Preparation is all about defining the target market and qualifying the potential customers in terms of whether they will benefit from your product and have the ability to pay. The targets must also be within reach – geographically and otherwise. It also involves developing an understanding of which person in the organisations you are selling to – bearing in mind that this could vary from company to company. Armed with this information, you will need to develop a simple and clear benefit statement communicating what problem you are going to solve and how. This is what will persuade them to give you some of their valuable time. If you cannot do this, you simply will not make it through the door.
The approach can often be the most difficult part. Cold calls are sometimes unavoidable but are the hardest to pull off and, if done too forcefully, can alienate the client and damage your company. It is far better to find ways of getting the word out so that when you approach them, they have heard something about your company and its offer. This can be done by old-fashioned public relations, social media and creating a presence at the right exhibitions or conferences. Once the approach is made, you have reached the point at which the so-called ‘elevator pitch’ might come in handy. Before agreeing to a meeting, they will need to quickly understand just why they should commit their time.
Dealing with gatekeepers
Often you will find someone getting in the way of all this progress! These are the ‘gatekeepers’ – a group you ignore at your peril. Gatekeepers can take many forms: a zealous PA protecting their boss’s precious time; or employees of the client who really should be on your side (ones who will benefit from the sale). They may want the sale to take place, but possibly when it suits them, and they will control the process and work at their pace, not yours. Getting past these requires patience and an ability to listen and address their stated ‘concerns’. Attempting to bypass and ignore is another approach, but one that can create problems downstream!
Making the pitch
Making the pitch also requires homework. You need information about the client and the people you are meeting. Be clear about your expectations and set objectives for the meeting. Making the sale may be a tempting one – but rarely achieved on the first visit. Objectives should be realistic – often they are about gaining insights: what are the real client needs and how can your product help? Who are the decision-makers and the influencers? What are the realistic timescales for a decision? Progress with this type of information gathering is called an ‘advance’. Each advance takes you one step closer to your ultimate goal.
Any meeting should start with a clear statement of why you are there and why they should listen. This is something you need to rehearse and perfect. Keep it short – get it down to a few sentences and you will have their attention before you launch into the detail. When you are pitching the product, sell the benefits not the features. It is not about what the product does, it is about the outcomes they will experience by buying it. What will it save them – in time and money? What new opportunities does it provide for them? How will it enable them to serve their customers better and beat their competitors?

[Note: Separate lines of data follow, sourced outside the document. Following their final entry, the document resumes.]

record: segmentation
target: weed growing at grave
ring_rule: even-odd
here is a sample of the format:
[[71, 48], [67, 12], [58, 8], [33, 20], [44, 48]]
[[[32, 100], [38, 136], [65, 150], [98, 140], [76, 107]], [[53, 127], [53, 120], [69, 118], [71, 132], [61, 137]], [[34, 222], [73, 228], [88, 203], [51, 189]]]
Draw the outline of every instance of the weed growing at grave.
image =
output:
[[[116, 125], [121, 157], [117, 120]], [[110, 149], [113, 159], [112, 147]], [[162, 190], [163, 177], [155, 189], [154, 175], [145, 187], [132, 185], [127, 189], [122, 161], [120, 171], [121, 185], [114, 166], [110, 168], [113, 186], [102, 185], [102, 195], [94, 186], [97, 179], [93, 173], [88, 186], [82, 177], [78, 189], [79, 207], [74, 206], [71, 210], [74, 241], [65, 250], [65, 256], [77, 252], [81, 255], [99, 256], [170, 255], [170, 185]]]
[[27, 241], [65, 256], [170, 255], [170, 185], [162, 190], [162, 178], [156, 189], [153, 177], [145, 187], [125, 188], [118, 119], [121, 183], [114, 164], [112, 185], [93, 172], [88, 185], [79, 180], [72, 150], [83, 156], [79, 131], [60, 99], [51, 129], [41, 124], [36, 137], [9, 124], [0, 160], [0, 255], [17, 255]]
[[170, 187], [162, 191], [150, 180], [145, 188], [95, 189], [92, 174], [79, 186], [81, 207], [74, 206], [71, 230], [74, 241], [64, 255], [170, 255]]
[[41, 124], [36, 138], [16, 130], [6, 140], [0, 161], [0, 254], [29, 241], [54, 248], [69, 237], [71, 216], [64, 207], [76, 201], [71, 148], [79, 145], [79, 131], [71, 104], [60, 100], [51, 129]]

It will not always go smoothly. It is in their interest to ask questions or raise objections. These could take the form of responses such as: ‘We can see that it will help us, but we can’t afford it at that price’, or ‘Our current software does most of that, why should we go through the disruption of installing yours?’ Dealing with objections is often the most skilful part of the process. It requires an ability to assimilate information and to come back with a calm and well-argued response. Whatever you do, do not interrupt and do not appear uninterested or dismissive. Nothing here is personal. It is very important to show that you are listening and can respond appropriately. Are their objections actually valid? Were they the result of miscommunication on your part? In many cases, the objections cannot be dealt with in the meeting. They could require you to take it back to the office for a more considered response – or perhaps a modification to the product or proposition. This is a decision that the organisation must make. Could this be an anomaly, or is the market proposition wrong?
Once you are beyond the objections stage, you will start to hear a change in language. Talk will switch to ‘hypothetical’ delivery dates and payment terms. These are the buying signals that should allow you to move on and close the sale. Closing is also a skill. Knowing the right time to narrow down the options and get the client into the mode where their concerns are about the ‘when’ rather than the ‘if’. This does require experience and judgement and often a light touch. However, by now we should be back to the original advantage that startups possess – a zeal for their product and confidence in its value.